The Untitled Sam Mullins Project – Sam Mullins explores his younger self’s inhibitions and hang-ups through a collection of personal and insightful stories. One about his father’s unexpected run-in with a has-been baseball star is particularly profound. Between his artful sense of narrative and his trademark delivery, which has a hint of rhythmic staccato, Mullins proves he is more than just your average one-person storytelling act.

High Tea– James and Jamesy, two peculiar Englishmen, take the traditional tea party to extremes in this imaginative and surreal physical comedy that features many an audience member donning costumes and playing memorable parts.

The Philanderess – Sophia Fabiilli’s modern-day take on Shaw’s The Philanderer is one part bedroom farce and one part egalitarian treatise on 21st century love and sexuality.
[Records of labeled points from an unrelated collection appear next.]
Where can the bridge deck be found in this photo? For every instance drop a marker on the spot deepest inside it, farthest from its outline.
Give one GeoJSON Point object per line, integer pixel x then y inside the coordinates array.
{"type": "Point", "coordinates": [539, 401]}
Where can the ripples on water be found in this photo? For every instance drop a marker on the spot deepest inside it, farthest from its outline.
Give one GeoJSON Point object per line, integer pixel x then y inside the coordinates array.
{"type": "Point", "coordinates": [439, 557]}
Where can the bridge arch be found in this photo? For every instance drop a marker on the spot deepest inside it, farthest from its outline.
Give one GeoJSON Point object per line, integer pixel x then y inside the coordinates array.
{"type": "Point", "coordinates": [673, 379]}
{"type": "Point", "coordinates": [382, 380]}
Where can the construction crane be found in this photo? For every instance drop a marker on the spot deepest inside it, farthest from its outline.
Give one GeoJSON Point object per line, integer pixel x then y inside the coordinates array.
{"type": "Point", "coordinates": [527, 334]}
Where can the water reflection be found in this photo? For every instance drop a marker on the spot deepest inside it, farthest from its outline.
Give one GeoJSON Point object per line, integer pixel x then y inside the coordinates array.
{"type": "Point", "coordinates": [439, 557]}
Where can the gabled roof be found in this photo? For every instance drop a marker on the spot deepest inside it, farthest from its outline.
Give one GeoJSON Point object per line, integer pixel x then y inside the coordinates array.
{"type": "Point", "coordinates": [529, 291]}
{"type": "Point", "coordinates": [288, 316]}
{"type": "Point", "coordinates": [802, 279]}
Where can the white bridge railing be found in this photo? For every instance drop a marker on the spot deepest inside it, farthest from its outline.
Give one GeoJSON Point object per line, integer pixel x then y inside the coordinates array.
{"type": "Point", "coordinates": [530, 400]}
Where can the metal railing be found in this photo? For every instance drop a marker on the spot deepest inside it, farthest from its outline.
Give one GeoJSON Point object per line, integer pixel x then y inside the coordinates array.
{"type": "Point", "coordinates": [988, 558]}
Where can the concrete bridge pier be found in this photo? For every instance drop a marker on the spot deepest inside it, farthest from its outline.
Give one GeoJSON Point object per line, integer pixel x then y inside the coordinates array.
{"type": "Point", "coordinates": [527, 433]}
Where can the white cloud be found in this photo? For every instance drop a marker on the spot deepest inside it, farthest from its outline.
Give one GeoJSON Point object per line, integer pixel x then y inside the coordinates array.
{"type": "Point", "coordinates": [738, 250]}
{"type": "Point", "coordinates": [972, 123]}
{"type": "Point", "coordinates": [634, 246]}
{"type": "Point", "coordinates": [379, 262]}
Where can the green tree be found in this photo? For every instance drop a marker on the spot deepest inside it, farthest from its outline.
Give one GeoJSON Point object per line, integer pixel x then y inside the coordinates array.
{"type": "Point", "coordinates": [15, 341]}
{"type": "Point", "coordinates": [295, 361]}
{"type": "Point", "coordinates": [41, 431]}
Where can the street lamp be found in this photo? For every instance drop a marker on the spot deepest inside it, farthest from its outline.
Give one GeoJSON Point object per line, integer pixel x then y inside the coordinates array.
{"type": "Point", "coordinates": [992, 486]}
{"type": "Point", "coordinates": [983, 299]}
Smart and funny, Fabiilli’s work is well supported by genial cast – especially the energetic Jakob Ehman whose performance is turned up to eleven for the entire 60 minutes.

That’s Just 5 Kids in a Trench Coat! – Sketch troupe Dame Judy Dench and director Marty Adams hit this one out of the park. Their hilarious sketch revue is characterized by clever writing and skilful performances, but it is the gently demented and often unexpected touches that elevate it from good to great.

Me With You – The topic of mental health can be tricky artistic territory if not handled with care and respect. Fortunately Myrthin Stagg and Oliver Georgiou, the creative team behind this two-hander, have clearly done their homework and the simple story that opens with a brother unexpectedly showing up at his sister’s doorstep with all his belongings makes for a moving snapshot of mental illness. Innovative staging and choreography, effective lighting design, and a strong percussive soundtrack from composer Elliot Loran all contribute to the emotional and theatrical effectiveness of the work.